Dependent upon the reduction in interest rates, house-owners may be able to derive benefits from the refinancing even with their low credit rating, but it is an unlikely scenario. House-owners should take full advantage of free quotes for refinancing to understand how they stand to gain from refinancing.

 

Is the Decrease in Interest Rates Significant Enough?

One further mistake that house-owners commonly commit when refinancing is taking the refinancing plunge every time there is a drop in rates of interest. This can turn out to be a big mistake since it is imperative that house-owners first evaluate if the drop in interest rates is enough to provide a significant saving on overall cost for them.
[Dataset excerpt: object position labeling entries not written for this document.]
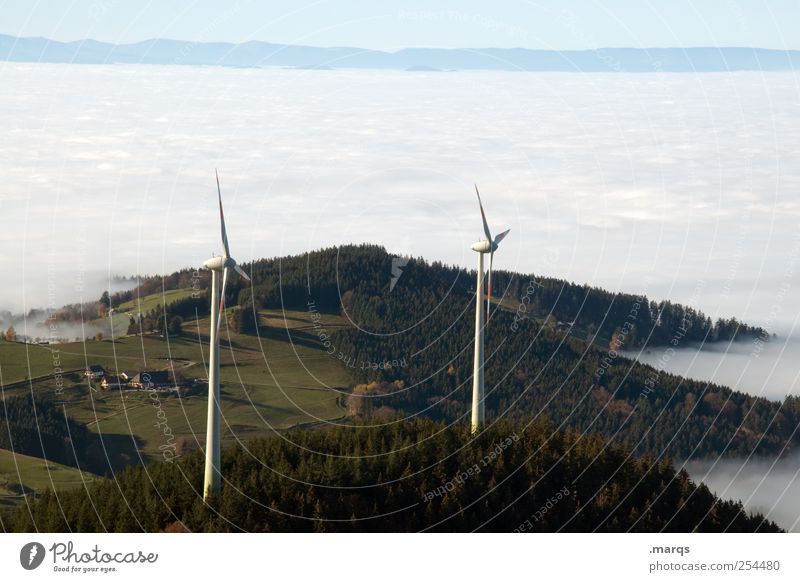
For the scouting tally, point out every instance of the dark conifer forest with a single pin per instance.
(580, 437)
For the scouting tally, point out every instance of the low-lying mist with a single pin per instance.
(768, 486)
(769, 369)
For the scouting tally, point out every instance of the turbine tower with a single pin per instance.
(482, 247)
(218, 266)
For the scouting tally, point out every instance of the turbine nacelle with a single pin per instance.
(219, 263)
(484, 246)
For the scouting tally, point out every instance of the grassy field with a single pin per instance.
(273, 382)
(20, 473)
(148, 302)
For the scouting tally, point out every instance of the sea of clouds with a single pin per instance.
(681, 186)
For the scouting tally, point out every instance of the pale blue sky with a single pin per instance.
(382, 24)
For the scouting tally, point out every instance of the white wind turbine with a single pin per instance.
(217, 265)
(482, 247)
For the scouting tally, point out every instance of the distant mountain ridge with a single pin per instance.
(265, 54)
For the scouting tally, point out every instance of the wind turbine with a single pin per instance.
(482, 247)
(218, 266)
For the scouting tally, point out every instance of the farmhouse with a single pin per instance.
(151, 379)
(94, 372)
(110, 382)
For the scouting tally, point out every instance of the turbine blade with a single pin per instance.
(501, 236)
(222, 220)
(242, 273)
(489, 287)
(483, 216)
(222, 299)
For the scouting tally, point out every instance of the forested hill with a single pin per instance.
(407, 476)
(347, 275)
(409, 348)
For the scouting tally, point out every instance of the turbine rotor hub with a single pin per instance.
(219, 263)
(483, 246)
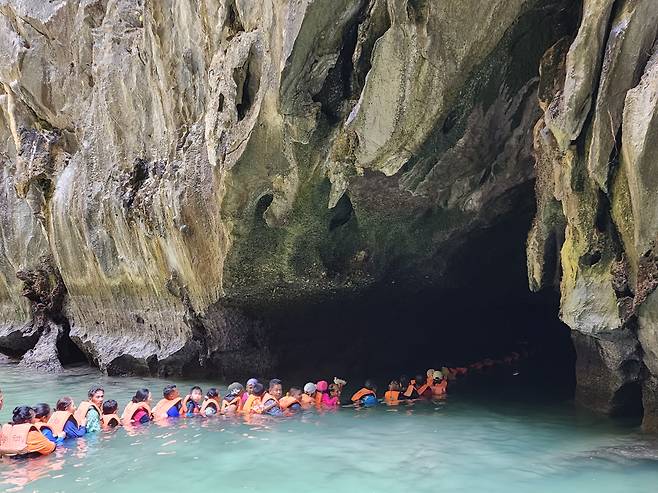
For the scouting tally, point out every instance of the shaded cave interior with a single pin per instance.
(481, 308)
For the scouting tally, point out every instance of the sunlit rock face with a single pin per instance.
(597, 192)
(174, 171)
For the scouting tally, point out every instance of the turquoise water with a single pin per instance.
(467, 443)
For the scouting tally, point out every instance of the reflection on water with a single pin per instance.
(462, 444)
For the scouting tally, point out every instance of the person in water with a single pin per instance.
(394, 393)
(250, 389)
(138, 410)
(322, 392)
(232, 401)
(192, 401)
(170, 406)
(439, 385)
(270, 400)
(21, 437)
(89, 411)
(291, 403)
(211, 404)
(254, 400)
(41, 416)
(110, 418)
(64, 420)
(367, 396)
(308, 397)
(332, 398)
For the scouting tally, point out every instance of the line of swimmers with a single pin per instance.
(38, 431)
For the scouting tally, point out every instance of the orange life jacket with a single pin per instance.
(131, 409)
(440, 388)
(59, 419)
(214, 402)
(308, 400)
(84, 407)
(111, 420)
(287, 401)
(13, 438)
(392, 395)
(251, 402)
(410, 389)
(422, 389)
(183, 407)
(163, 406)
(40, 425)
(267, 397)
(236, 401)
(361, 394)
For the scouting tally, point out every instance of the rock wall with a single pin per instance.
(177, 173)
(597, 190)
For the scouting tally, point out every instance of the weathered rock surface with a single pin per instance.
(597, 154)
(191, 166)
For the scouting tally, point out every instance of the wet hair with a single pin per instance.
(93, 390)
(140, 396)
(64, 403)
(110, 406)
(41, 410)
(22, 414)
(168, 390)
(294, 391)
(259, 389)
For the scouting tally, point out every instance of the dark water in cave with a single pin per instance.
(497, 433)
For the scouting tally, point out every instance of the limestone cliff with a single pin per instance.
(175, 173)
(597, 152)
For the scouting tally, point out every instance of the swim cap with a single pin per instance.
(235, 388)
(309, 388)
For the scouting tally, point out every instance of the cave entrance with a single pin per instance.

House-owners often do not receive any benefits because they ignore the closing costs that are linked to refinanced loans.

 

Such costs are inclusive of application fees, origination charges, appraisal charges and several other miscellaneous charges. Such costs can pile up and eat away at the savings that result from low interest rates. In a few cases, these closing costs can even completely negate the savings that arise form low rates of interest.

 

Gaining Advantages from Refinancing even when it is Inadvisable

Truthfully, refinancing is not an ideal solution in all cases, but a few house-owners still opt for a refinanced loan when all the evidence points towards it being a mistake. A classic example of just such a situation is a house-owner refinancing to derive benefits from low industry rates, even though this results in a larger cost overall for such a refinancing option.

 

Such an incident occurs when the interest rates drop a bit, but not significantly enough to result in overall cost savings or if the house-owner consolidates several short-term debts with a long-term refinanced loan. Even though most financial experts warn house-owners against such steps for refinancing processes, house-owners may not heed this advice and go ahead against all popular advice to generate a higher cash flow each month through the reduction of mortgage repayments. In such situations, house-owners take a decision that suits their personal requirements the best.